More misery, she thought. She watched Duarto as he eyed a newcomer and whistled his appreciation. “Eet’s the cowboy,” he said in his thick Spanish accent. Annie turned to see Oscar Lawrence, the designer noted for his luxurious western wear, move up to the dais and take a seat with his wife.

Across his forehead was a garish new scar, complete with stitches.

I hear he was in a polo accident,” Brenda said.

Well,” said Duarto, licking his lips. “He say he fell off a horse when he was riding eet, down een Virgeenia at the Wolverton Hunt, but I hear eet wasn’t polo and eet wasn’t hunting.”

”Dressage?” asked Annie.

“No, cara. Fellatio. He was working on a stallion een hees own stables and eet seems the brute deedn’t like hees technique.”

“Oh, Duarto!” Annie looked over at Chris, but he was still engrossed in comparing close-ups to long shots with his ‘uncle” Jerry.
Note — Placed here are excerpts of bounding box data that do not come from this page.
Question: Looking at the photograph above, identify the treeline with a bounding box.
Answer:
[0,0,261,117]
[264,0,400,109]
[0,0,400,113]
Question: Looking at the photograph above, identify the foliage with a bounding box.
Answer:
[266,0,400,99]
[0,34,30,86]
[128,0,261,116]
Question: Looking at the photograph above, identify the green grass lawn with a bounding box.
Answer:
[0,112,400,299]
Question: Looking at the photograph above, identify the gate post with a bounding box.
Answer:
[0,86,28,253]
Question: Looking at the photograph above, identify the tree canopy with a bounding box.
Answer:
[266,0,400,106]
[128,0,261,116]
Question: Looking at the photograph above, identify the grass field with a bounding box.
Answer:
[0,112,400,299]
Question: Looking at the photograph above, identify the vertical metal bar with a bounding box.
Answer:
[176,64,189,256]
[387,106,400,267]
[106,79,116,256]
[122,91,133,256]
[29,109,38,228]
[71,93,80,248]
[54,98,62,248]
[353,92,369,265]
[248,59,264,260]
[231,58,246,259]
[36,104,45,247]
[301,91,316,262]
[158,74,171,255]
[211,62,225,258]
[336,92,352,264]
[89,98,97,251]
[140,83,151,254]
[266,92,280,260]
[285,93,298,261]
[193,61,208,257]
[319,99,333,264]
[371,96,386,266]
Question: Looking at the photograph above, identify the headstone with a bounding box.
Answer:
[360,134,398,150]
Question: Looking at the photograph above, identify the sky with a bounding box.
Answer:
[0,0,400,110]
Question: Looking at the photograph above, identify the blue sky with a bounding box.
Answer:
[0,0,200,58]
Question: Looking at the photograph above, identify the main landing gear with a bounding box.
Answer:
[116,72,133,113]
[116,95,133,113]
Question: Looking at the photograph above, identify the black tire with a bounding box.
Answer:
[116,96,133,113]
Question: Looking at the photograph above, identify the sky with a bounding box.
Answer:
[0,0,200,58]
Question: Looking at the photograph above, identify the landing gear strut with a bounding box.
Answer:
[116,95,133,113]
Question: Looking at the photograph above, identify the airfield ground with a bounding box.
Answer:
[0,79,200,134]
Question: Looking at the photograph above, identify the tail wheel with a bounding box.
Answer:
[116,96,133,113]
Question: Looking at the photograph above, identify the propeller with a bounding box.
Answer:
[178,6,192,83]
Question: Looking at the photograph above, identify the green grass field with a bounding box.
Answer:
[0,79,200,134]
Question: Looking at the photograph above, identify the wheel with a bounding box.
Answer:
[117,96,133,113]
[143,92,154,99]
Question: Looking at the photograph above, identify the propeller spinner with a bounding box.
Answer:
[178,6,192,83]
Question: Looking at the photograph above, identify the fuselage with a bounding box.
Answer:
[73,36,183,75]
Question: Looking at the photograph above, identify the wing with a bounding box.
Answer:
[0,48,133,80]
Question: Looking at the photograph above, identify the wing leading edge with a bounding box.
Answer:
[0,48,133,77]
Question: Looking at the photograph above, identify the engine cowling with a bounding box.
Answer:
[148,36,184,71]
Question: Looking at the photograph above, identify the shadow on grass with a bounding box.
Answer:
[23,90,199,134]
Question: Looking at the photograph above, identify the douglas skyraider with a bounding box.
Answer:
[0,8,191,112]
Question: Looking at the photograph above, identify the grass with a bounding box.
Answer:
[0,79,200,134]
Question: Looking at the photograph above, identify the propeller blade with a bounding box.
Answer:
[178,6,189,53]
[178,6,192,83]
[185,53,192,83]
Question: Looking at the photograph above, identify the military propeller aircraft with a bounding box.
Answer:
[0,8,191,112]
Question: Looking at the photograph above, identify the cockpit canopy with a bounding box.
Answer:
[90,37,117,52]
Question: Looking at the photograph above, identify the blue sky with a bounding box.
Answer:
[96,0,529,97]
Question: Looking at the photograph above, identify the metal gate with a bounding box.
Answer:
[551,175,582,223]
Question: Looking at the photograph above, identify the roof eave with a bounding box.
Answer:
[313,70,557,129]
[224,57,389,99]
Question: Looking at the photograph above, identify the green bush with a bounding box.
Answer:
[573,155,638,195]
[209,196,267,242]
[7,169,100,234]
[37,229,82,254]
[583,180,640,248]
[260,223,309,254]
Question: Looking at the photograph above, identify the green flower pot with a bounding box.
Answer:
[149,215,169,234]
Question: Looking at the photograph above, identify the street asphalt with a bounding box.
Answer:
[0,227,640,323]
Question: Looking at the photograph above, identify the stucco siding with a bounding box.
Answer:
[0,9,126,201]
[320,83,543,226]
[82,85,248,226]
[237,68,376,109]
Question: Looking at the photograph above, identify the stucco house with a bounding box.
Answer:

Eunice, Jerry’s wife, giggled.

“I swear I heard eet from one of hees grooms.” Duarto tsked. “Such excitement!

But they’ve always said Oscar loves rough trade.”

“Duarto,” sighed Brenda Cushman, “sometimes I’m afraid life is passing me by.”

“Better than running you over,” he told her, taking another long sip of his drink. “Look at those steetches!”

Annie couldn’t laugh. In fact, she could hardly sit still for the cynicism.